To study this question, the authors created a protocol designed to look at the real-life treatment decisions involved in early (medical management or conservative surgery) and advanced (conservative or radical surgery) EP. They studied only those women with EP as a result of a spontaneous conception (not contraception failure or IVF), as the primary outcome was subsequent spontaneous intrauterine pregnancy and this group was felt most likely to attempt repeat pregnancy in the next 2 years. However, interest in subsequent fertility was not a requirement for participation. In fact, enrollment was slow in Arm 2, as many women refused participation, apparently out of concern for randomization to the salpingectomy arm. It may be that those women most concerned and motivated about subsequent pregnancy did not participate. Given that, the finding that the 2-year rate of pregnancy was only 64-71% is not bad and may not reflect the overall chance of subsequent fertility.

The noteworthy result is that outcomes are generally good and similar between all of the treatments. Although the two treatment arms represent different severity of disease, the 2-year rate of subsequent pregnancy was similar (71% Arm 1, 70% Arm 2) among women treated with conservative surgery. In Arm 1, the pregnancy rates with medical therapy (67%) were not statistically different from conservative surgery. Although pregnancy rates were slightly lower (64%) among women randomized to salpingectomy in Arm 2, this was not statistically significant.

All studies have limitations and caveats. One important consideration in this study is that all women managed with conservative surgery received routine postoperative methotrexate. In the United States, this practice is less common, with careful follow-up of postop hCG levels used to guide the need for methotrexate treatment at many centers. The DEMETER protocol was guided by evidence reported by Graczykowski and Mishell that the relative risk of developing persistent EP after prophylactic methotrexate was 0.13 (CI, 0.02-0.97) in a study of 129 women with EP randomized to linear salpingostomy with or without postoperative methotrexate (1 mg/kg intramuscularly, within 24 hours postoperatively).2 The DEMETER groups also were unbalanced at baseline, suggesting some irregularity in randomization. However, appropriate statistical adjustments confirmed the main findings of no difference between treatments.

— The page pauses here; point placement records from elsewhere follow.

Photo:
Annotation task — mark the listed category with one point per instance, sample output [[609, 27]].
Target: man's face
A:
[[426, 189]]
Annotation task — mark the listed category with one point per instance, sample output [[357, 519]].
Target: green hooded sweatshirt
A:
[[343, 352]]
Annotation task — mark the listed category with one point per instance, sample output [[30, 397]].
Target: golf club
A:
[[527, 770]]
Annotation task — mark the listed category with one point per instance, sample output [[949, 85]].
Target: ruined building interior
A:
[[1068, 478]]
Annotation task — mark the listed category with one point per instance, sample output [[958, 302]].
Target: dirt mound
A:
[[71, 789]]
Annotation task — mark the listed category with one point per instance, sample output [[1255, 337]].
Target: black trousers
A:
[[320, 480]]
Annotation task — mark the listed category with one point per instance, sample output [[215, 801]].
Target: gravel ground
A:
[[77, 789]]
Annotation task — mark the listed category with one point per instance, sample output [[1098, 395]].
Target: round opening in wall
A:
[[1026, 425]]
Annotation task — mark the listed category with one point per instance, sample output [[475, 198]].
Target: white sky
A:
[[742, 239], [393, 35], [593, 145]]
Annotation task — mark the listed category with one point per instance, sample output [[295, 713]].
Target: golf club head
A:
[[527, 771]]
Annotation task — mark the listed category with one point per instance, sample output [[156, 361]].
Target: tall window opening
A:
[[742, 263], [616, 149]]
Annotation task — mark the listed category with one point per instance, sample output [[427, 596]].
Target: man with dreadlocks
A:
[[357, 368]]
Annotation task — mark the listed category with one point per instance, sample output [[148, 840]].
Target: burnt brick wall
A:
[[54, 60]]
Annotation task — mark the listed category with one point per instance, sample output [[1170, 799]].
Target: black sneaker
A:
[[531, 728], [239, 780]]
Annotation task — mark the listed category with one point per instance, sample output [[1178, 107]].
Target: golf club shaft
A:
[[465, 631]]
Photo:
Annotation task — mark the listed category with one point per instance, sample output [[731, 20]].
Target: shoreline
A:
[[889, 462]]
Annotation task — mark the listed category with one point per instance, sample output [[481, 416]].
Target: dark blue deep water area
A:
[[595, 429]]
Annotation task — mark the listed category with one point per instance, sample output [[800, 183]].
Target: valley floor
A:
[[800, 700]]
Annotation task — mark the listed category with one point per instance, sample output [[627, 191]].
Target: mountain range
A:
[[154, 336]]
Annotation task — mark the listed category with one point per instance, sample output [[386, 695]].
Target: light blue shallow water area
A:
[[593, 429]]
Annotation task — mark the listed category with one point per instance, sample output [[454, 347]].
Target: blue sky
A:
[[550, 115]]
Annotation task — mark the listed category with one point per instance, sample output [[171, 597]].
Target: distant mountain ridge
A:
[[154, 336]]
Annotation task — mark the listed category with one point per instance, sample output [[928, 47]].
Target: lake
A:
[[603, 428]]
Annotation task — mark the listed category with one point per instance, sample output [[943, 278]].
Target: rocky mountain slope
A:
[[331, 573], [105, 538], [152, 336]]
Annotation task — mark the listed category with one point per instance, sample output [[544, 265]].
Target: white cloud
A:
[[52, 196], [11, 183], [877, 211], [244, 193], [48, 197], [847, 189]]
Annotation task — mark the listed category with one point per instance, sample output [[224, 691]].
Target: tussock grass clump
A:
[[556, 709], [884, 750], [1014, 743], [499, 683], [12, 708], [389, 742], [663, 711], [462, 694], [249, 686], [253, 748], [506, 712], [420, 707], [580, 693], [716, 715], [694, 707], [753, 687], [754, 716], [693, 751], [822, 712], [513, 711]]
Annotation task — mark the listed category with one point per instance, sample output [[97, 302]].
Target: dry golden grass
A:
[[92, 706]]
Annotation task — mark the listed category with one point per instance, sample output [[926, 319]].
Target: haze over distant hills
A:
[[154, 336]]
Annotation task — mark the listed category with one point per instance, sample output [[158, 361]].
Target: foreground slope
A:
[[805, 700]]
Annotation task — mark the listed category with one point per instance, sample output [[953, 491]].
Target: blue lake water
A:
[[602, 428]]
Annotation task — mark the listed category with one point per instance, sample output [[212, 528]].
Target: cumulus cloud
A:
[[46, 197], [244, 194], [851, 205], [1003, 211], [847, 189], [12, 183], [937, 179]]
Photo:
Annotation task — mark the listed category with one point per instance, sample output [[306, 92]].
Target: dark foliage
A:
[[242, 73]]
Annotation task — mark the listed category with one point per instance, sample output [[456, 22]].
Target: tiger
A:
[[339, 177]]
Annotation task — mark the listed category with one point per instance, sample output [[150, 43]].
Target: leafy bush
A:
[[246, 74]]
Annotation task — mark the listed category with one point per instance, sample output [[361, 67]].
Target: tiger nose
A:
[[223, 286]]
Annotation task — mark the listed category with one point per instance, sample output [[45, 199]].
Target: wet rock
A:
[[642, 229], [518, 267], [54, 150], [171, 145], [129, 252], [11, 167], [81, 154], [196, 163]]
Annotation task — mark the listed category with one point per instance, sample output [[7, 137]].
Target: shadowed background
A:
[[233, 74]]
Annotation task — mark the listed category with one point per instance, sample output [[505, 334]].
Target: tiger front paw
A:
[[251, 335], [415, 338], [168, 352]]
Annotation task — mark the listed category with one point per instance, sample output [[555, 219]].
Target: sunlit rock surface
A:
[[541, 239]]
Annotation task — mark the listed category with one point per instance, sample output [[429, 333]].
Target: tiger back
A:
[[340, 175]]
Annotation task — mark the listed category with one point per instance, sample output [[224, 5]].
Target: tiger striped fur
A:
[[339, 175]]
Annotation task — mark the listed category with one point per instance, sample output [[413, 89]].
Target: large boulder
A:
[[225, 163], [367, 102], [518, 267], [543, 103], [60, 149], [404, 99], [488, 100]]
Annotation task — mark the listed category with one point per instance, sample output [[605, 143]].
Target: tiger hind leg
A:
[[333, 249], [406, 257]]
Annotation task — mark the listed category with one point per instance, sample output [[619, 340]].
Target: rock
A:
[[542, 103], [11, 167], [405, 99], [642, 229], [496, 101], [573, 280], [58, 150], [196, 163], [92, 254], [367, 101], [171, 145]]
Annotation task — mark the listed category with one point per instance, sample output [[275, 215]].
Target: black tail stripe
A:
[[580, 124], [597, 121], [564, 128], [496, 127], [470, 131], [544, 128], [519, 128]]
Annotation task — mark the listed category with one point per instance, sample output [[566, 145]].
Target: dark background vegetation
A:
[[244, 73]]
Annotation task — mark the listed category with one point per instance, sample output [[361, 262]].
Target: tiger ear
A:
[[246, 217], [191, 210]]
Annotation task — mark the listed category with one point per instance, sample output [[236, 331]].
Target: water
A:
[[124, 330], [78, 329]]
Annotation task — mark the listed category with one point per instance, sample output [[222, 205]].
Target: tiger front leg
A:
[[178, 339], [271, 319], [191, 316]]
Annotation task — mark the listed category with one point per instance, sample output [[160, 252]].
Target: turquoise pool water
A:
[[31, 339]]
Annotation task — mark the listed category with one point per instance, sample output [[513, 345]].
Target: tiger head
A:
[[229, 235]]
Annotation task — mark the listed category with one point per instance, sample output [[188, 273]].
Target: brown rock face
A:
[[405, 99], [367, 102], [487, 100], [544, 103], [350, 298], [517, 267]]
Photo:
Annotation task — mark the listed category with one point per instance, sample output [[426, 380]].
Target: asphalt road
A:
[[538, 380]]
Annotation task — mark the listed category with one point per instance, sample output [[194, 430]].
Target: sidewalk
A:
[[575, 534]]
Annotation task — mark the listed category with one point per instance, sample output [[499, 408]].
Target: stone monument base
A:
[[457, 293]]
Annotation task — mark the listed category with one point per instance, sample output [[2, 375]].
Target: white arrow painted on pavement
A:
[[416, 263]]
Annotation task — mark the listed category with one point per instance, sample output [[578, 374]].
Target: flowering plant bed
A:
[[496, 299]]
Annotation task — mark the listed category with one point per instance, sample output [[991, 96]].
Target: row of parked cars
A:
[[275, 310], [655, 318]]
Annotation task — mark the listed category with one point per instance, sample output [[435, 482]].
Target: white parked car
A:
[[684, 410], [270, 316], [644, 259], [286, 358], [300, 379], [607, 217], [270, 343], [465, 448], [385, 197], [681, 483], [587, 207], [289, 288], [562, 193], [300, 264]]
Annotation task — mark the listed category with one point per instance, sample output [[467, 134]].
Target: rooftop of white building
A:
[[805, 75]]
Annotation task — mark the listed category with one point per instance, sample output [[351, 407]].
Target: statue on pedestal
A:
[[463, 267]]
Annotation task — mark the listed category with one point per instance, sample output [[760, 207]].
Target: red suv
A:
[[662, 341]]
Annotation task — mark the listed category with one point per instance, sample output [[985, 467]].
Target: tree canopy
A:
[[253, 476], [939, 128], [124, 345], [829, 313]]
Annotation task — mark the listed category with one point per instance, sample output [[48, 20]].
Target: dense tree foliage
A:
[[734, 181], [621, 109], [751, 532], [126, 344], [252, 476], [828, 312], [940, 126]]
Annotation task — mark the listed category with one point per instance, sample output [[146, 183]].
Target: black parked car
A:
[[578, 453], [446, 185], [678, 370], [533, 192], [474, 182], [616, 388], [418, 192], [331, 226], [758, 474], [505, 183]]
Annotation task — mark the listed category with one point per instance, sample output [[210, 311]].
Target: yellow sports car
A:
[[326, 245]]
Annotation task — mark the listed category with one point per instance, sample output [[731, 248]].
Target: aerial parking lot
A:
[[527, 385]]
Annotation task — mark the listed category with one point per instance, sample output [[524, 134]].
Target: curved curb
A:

Another factor to consider is that this clinical trial was not designed as a non-inferiority study. The ad hoc statistical margin was a robust 20% difference in fertility rates. Therefore, while the observed effect size of 4-6% noted between treatment groups was not statistically significant, it might be worth considering if this is real. Consider that a 4-6% difference in survival would generally be considered highly relevant in a cancer study. Thus, it is appropriate to reflect on whether the observed difference would affect clinical judgment if a larger study confirmed these results with statistical significance. For early EP (Arm 1), medical therapy was slightly inferior to conservative surgery. This margin is small (4%) and would not motivate me to suggest surgery as an option to women who were good candidates for methotrexate. However, subsequent fertility should not be a factor in recommending against surgery in women interested in that approach. For women with advanced EP, the larger (6%) difference in subsequent pregnancy still argues for a conservative approach with linear salpingostomy.


1. Creanga AA, et al. Trends in ectopic pregnancy mortality in the United States: 1980-2007. Obstet Gynecol 2011;117:837-843.

2. Graczykowski JW, Mishell DR, Jr. Methotrexate prophylaxis for persistent ectopic pregnancy after conservative treatment by salpingostomy. Obstet Gynecol 1997;89:118-122.